AGENTS.md -- The Operational Stuff

This is where I've added the most custom behavior:

Memory security: MEMORY.md only loads in the main session (direct chat with me). In group chats or shared contexts, it skips MEMORY.md to avoid leaking personal context to strangers. This is easy to miss but important if you use your agent in Discord servers or group chats.

"Write it down -- no mental notes." -- Agents love to say "I'll remember that" and then forget it next session. An explicit rule that if something needs remembering, it goes in a file. "Mental notes" don't survive restarts.

File deduplication rules: We had an incident where the agent assumed two files with the same name had the same content, merged them wrong, and lost data. Now there's an explicit rule: always diff or read both files before deciding which to keep. Never assume filename match = content match.

Internal vs. external action boundaries: The agent can freely read files, search the web, organize things. But sending emails, tweets, or anything that leaves the machine requires asking first. This is a trust gradient -- bold internally, cautious externally.

Group chat behavior: Rules for when to speak and when to stay quiet in group chats. The key insight: humans don't respond to every message in a group chat, and neither should your agent. I have explicit guidelines for "respond when" vs. "stay silent when" and a rule against the "triple-tap" (responding multiple times to the same message).

Platform formatting rules: Different messaging platforms render differently. Discord and WhatsApp don't render markdown tables (use bullet lists instead). Discord links should be wrapped in <> to suppress embeds. WhatsApp doesn't support headers. These small things make the agent's messages look natural on each platform.

Heartbeat guidance: Detailed rules for what to do during heartbeat polls -- what to check, when to reach out vs. stay quiet, how to track what was last checked, and what proactive work is OK to do without asking (memory maintenance, documentation updates, git commits).

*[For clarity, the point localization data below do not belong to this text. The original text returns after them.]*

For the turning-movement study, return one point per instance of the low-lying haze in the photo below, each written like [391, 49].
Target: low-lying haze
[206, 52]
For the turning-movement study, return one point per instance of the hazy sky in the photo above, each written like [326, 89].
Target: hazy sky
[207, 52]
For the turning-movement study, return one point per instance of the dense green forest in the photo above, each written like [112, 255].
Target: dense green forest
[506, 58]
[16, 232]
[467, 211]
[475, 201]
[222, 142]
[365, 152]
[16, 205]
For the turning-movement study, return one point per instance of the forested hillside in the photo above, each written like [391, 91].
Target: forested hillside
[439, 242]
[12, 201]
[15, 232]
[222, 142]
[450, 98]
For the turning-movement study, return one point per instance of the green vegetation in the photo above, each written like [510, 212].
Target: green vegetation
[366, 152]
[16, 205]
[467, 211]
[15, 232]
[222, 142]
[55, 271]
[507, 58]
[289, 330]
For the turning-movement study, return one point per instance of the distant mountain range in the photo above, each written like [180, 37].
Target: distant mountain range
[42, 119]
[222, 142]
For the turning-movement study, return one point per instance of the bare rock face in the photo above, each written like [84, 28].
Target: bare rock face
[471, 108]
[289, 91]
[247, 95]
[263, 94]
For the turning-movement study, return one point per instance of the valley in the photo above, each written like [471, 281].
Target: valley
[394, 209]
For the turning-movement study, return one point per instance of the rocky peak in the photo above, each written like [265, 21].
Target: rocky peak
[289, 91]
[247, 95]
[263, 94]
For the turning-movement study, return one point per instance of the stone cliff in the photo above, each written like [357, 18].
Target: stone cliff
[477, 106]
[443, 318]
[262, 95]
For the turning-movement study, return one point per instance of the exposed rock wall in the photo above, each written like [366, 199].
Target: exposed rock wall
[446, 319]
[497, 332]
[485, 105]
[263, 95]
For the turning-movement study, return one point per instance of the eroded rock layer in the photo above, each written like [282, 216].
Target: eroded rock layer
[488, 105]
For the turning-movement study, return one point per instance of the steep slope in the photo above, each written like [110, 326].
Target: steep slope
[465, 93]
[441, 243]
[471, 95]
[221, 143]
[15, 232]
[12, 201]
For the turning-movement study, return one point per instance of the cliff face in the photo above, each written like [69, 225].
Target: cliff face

Workspace boundaries: Everything lives inside ~/.openclaw/workspace/. The agent should never create directories at ~/ or in the user's own ~/projects/ folder. This prevents the agent from littering your filesystem. Sub-agents get the same rule with explicit full paths.

Tips

  • You'll refine SOUL.md over weeks as you figure out what works. That's normal.
  • Be specific about what annoys you. Every pet peeve you add makes the agent better.
  • Tell the agent "update SOUL.md if you learn something about how to work with me" -- it'll evolve on its own.
  • When something goes wrong, add a rule about it. Our deduplication rule came from a real data loss incident. Lessons learned become operating instructions.
  • Give real-time feedback. When your agent does something that annoys you or you figure out a better way to do something, tell it in the moment and ask it to update its internal files (SOUL.md, AGENTS.md, MEMORY.md, whatever's relevant). Don't just correct it once and move on -- make it write the lesson down so it sticks across sessions. The agent's identity files should be a living document that gets better every time you interact with it.